- Interactive map of Country Acres, Texas
- Coordinates: 27°55′30″N 97°9′58″W﻿ / ﻿27.92500°N 97.16611°W
- Country: United States
- State: Texas
- County: San Patricio

Area
- • Total: 0.1 sq mi (0.26 km^{2})
- • Land: 0.1 sq mi (0.26 km^{2})
- • Water: 0.0 sq mi (0 km^{2})

Population (2020)
- • Total: 163
- • Density: 1,600/sq mi (630/km^{2})
- Time zone: UTC-6 (Central (CST))
- • Summer (DST): UTC-5 (CDT)
- Zip Code: 78336

= Country Acres, Texas =

Country Acres is a former census-designated place (CDP) in San Patricio County, Texas, United States. As of the 2020 census, Country Acres had a population of 163. Prior to the 2010 census, Country Acres was part of the Falman-County Acres CDP. In 2022, it was annexed by the city of Aransas Pass.
==Geography==
Country Acres is located at (27.925064, -97.166012).

==Demographics==

Country Acres first appeared as a census designated place in the 2010 U.S. census after the Falman-County Acres CDP was split into the Falman CDP and the Country Acres CDP. The U.S. Census Bureau deleted the CDP in 2022 after the community was absorbed into the city of Aransas Pass.

Historical population
| Census | Pop. | Note | %± |
| 2010 | 185 |  | — |
| 2020 | 163 |  | −11.9% |
U.S. Decennial Census 1850–1900 1910 1920 1930 1940 1950 1960 1970 1980 1990 2000 2010

===2020 census===

Country Acres CDP, Texas – Racial and ethnic composition Note: the US Census treats Hispanic/Latino as an ethnic category.

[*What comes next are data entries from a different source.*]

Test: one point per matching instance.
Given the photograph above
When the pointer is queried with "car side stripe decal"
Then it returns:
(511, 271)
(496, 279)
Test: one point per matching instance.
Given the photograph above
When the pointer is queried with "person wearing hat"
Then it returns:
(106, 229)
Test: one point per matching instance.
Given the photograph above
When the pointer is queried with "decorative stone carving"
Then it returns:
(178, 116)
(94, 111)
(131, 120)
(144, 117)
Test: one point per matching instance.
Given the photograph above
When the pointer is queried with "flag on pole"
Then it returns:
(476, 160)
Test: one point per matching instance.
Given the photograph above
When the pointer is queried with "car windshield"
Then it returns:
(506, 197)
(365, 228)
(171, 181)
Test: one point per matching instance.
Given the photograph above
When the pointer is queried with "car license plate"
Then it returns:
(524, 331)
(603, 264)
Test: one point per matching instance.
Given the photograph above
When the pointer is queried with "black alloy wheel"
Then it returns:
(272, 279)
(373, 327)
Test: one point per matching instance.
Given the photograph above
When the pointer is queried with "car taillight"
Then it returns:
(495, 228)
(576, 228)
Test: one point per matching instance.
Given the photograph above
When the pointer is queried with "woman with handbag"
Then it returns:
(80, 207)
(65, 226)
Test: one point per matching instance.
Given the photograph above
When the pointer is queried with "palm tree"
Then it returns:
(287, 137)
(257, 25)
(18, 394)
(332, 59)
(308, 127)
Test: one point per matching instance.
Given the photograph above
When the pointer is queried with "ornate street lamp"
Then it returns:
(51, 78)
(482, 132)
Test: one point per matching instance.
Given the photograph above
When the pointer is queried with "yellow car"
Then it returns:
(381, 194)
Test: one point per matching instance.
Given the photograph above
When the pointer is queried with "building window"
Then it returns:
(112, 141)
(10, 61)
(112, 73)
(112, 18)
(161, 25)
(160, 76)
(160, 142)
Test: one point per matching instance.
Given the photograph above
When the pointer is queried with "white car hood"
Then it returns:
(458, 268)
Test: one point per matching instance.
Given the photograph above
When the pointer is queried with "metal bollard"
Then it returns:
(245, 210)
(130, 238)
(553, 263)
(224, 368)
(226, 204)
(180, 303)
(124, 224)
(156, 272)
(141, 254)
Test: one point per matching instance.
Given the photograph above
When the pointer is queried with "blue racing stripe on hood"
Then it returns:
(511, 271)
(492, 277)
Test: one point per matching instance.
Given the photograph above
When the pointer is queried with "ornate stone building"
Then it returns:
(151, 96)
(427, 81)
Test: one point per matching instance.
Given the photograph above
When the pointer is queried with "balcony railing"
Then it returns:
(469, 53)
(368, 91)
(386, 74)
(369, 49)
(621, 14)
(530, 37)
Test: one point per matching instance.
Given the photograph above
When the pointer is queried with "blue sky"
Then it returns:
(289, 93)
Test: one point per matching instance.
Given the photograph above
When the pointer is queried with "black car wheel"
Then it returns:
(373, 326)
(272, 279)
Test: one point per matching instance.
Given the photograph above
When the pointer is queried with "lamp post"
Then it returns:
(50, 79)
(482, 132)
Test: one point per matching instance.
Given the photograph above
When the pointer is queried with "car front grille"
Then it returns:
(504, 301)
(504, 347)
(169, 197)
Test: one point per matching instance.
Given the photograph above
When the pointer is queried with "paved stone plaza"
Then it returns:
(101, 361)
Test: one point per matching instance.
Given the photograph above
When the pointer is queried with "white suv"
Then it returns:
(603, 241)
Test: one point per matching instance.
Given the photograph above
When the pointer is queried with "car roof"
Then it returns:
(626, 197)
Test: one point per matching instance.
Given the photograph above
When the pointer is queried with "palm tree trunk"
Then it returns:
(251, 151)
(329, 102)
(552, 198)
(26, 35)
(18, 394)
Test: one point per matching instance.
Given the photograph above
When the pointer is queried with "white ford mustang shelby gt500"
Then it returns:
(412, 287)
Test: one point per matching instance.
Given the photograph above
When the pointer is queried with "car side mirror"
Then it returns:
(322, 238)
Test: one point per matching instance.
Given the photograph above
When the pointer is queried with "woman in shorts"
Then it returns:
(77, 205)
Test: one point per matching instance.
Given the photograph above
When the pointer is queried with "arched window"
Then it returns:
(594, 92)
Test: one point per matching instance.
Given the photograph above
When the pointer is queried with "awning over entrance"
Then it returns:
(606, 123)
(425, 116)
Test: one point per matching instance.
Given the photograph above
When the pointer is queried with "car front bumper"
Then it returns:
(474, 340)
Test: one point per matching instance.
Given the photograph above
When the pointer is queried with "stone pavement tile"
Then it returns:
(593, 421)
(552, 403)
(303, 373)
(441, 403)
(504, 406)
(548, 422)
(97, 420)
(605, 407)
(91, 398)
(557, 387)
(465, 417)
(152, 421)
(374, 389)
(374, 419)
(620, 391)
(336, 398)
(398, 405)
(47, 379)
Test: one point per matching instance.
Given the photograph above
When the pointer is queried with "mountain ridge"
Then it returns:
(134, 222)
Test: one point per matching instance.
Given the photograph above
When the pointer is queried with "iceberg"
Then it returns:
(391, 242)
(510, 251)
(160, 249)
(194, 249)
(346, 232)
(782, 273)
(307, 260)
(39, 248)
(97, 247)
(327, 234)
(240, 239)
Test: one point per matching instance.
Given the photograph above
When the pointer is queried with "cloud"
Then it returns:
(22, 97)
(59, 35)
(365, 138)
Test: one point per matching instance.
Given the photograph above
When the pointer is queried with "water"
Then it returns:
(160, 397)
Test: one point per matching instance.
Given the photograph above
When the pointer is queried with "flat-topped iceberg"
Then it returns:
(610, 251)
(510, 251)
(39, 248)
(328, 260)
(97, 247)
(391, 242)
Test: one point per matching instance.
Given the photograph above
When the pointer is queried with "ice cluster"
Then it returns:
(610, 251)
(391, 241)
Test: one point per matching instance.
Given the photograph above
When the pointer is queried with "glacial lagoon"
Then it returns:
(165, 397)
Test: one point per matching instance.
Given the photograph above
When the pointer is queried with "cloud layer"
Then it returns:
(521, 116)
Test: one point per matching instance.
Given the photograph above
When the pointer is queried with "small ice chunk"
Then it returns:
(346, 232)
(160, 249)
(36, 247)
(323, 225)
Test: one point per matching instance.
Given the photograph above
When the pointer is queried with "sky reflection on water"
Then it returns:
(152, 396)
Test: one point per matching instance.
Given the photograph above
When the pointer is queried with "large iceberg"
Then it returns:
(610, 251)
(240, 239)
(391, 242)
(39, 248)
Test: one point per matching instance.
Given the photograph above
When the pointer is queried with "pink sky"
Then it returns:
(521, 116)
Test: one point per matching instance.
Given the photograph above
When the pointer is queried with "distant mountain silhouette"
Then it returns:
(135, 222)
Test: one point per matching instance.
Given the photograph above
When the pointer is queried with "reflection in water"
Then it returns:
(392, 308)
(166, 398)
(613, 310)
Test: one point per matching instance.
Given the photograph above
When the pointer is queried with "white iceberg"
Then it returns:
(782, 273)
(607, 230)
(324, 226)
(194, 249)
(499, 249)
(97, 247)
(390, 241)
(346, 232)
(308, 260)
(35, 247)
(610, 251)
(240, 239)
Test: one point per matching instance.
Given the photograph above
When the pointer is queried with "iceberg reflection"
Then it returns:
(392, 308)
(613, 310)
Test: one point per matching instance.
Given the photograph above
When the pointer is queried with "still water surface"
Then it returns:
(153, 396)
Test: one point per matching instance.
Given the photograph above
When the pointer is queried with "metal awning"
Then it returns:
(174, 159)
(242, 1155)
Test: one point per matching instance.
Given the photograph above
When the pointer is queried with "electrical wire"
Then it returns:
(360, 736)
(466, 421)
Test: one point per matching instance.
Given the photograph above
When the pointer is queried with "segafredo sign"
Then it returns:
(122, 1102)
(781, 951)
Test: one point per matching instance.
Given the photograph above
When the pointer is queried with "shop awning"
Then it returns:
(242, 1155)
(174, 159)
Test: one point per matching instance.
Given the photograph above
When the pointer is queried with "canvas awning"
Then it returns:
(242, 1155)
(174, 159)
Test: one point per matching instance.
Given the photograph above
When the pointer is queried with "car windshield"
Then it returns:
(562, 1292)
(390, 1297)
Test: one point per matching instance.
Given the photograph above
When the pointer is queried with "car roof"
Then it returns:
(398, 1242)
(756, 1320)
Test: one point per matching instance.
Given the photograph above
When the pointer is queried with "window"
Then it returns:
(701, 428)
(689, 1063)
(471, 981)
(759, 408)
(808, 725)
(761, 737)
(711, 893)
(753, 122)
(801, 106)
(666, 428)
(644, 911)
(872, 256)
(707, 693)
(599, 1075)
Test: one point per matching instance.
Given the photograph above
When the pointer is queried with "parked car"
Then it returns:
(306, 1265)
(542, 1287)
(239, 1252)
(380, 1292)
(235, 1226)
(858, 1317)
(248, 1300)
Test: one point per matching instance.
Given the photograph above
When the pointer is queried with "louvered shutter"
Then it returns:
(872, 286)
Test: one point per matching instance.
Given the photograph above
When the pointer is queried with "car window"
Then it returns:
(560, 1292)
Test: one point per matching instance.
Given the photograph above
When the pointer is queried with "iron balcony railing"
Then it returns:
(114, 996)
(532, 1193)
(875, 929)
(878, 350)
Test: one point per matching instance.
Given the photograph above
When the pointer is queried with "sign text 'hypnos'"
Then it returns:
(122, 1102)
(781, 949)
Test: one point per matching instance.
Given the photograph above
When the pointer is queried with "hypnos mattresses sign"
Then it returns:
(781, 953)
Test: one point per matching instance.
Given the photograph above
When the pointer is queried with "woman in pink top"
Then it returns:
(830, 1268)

This table excludes Latinos from the racial categories and assigns them to a separate category. Hispanics/Latinos may be of any race.
| Race / Ethnicity (NH = Non-Hispanic) | Pop 2010 | Pop 2020 | % 2010 | % 2020 |
|---|---|---|---|---|
| White alone (NH) | 109 | 89 | 58.92% | 54.60% |
| Black or African American alone (NH) | 4 | 7 | 2.16% | 4.29% |
| Native American or Alaska Native alone (NH) | 0 | 0 | 0.00% | 0.00% |
| Asian alone (NH) | 4 | 1 | 2.16% | 0.61% |
| Pacific Islander alone (NH) | 0 | 0 | 0.00% | 0.00% |
| Other race alone (NH) | 1 | 0 | 0.54% | 0.00% |
| Mixed race or Multiracial (NH) | 6 | 5 | 3.24% | 3.07% |
| Hispanic or Latino (any race) | 61 | 61 | 32.97% | 37.42% |
| Total | 185 | 163 | 100.00% | 100.00% |

==Education==
The CDP is part of the Aransas Pass Independent School District.

Del Mar College is the designated community college for all of San Patricio County.